To summarize, among the four-engine warm-up heating strategies, the thermal battery combined with heat exchanger heating mode demonstrates the most effective reduction in engine fuel consumption. At a constant speed of 80 km/h, the fuel consumption savings rate at the conclusion of the warm-up phase peaks at 24.7%.

6. Conclusions

In conclusion, to optimize the utilization of exhaust heat from engine vehicles and enhance energy efficiency, this paper presents a design for an engine waste heat recovery thermal management system utilizing thermal battery technology. Initially, we introduced the structural principles of the thermal management system and conducted a design analysis of the thermal battery system. Following that, we analyzed the underlying principles of the engine thermal system and developed a simulation model of the vehicle thermal management system using AMESim software. The model’s accuracy was validated through idle warm-up testing conditions.

Ultimately, we outlined four operational modes for engine warm-up heating and formulated control strategies for transitioning among these modes. Furthermore, we examined the factors influencing heat storage and release within the thermal battery. The findings indicated that increasing the flow rate of the cooling liquid through the thermal battery enhances the efficiency of heat storage and release. However, once the flow rate surpasses a certain threshold, the heat transfer resistance between the PCM and the cooling liquid remains relatively constant, resulting in minimal impact on the thermal battery’s heat release efficiency.

We simulated and analyzed the four different operational modes of engine warm-up heating under distinct operating conditions, including WLTC, NEDC, and constant speeds of 40 km/h and 80 km/h. The results highlighted that the operational mode integrating the thermal battery with the exhaust heat exchanger provided the most significant reduction in warm-up time and fuel consumption. Notably, in comparison to the cold start mode, maintaining a constant speed of 40 km/h led to the highest reduction in warm-up time, achieving a 22.52% decrease. Meanwhile, at a constant speed of 80 km/h, the greatest savings in cumulative fuel consumption were realized, totaling 24.7%.

The analysis above explores the feasibility of applying thermal battery technology to engine-powered vehicles, as well as its effects on improving cold start times and reducing energy consumption. However, one limitation is the lack of sufficient physical experimental validation, which is the focus of our next step. Moving forward, we plan to modify the thermal management loop in real vehicles and conduct tests in low-temperature environments to evaluate the actual heating performance, further validating the effectiveness of this technology.

Moreover, thermal battery technology is not limited to engine-powered vehicles.
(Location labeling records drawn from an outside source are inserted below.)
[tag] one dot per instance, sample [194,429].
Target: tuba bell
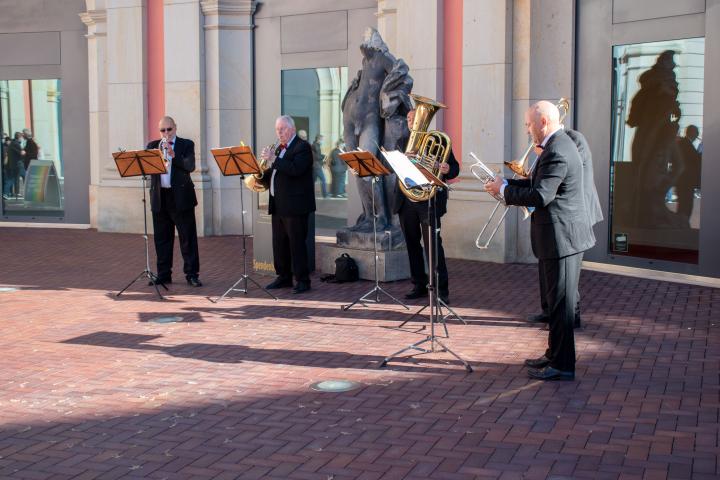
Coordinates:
[260,182]
[431,148]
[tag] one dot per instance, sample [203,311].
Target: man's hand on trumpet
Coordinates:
[493,188]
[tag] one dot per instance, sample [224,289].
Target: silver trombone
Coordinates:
[519,168]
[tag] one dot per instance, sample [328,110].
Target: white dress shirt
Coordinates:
[280,155]
[165,177]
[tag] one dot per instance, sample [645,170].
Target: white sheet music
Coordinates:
[405,170]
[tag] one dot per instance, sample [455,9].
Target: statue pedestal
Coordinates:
[393,263]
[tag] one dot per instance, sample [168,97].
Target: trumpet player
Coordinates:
[173,201]
[560,232]
[292,199]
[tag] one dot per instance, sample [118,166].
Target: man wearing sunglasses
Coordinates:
[173,201]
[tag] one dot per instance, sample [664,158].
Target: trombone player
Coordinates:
[560,232]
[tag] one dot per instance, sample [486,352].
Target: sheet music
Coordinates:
[405,170]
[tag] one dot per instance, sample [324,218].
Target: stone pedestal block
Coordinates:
[392,265]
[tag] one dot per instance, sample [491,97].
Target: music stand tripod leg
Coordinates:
[147,272]
[377,289]
[434,304]
[244,277]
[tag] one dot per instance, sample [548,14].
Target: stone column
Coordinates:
[118,109]
[185,93]
[542,70]
[95,18]
[228,35]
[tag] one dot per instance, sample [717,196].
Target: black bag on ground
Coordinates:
[345,270]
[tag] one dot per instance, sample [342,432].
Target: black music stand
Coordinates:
[434,301]
[240,161]
[365,164]
[133,163]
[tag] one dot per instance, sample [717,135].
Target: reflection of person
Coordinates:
[654,114]
[594,212]
[292,199]
[173,201]
[338,170]
[16,157]
[689,178]
[31,148]
[414,221]
[318,164]
[560,232]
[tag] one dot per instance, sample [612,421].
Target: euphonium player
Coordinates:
[414,221]
[292,199]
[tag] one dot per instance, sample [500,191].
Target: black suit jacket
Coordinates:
[441,197]
[592,201]
[182,186]
[294,186]
[560,224]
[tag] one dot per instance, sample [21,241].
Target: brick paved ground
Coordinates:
[90,388]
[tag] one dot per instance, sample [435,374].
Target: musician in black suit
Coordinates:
[560,232]
[414,221]
[173,201]
[594,211]
[292,199]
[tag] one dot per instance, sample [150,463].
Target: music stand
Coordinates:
[241,161]
[133,163]
[365,164]
[434,301]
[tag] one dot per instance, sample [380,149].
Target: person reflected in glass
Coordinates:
[338,170]
[319,164]
[16,157]
[654,113]
[689,179]
[31,148]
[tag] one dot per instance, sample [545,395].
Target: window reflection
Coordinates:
[32,168]
[657,149]
[313,97]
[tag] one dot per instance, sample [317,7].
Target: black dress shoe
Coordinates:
[279,283]
[537,362]
[550,373]
[301,287]
[417,292]
[538,318]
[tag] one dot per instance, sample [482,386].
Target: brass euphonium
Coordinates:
[431,148]
[260,182]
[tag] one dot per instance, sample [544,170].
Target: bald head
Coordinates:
[542,118]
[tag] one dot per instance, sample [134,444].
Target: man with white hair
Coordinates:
[292,199]
[560,232]
[173,201]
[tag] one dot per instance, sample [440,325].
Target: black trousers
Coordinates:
[165,222]
[414,221]
[561,280]
[543,293]
[289,247]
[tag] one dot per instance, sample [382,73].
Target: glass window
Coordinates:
[657,149]
[313,97]
[32,167]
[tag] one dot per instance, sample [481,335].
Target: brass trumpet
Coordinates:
[519,168]
[259,182]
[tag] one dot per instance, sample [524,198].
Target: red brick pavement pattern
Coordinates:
[90,388]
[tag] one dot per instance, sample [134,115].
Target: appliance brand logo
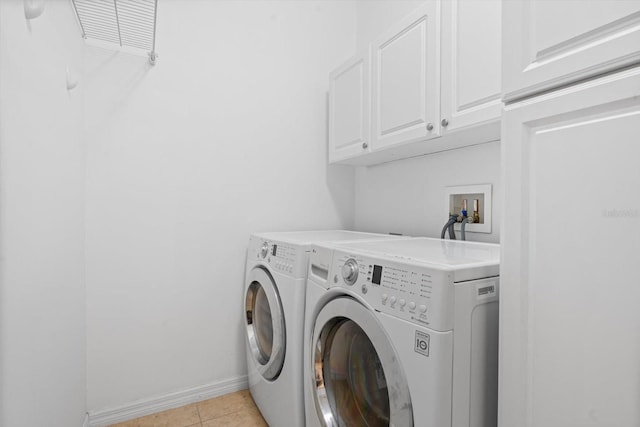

It can have an even more significant impact on hybrid vehicles. The stored thermal energy can not only reduce engine warm-up time during cold starts but also heat the battery and cabin, significantly improving overall vehicle comfort during start-up. Additionally, during driving, it can supply heat while the engine is off, substantially reducing overall vehicle energy consumption. This area of research will also be a key focus for us moving forward. We aim to integrate thermal batteries into hybrid vehicle thermal management systems, optimizing control strategies, and conducting real-world vehicle tests. This will further validate the potential for commercial applications and the prospects of this technology.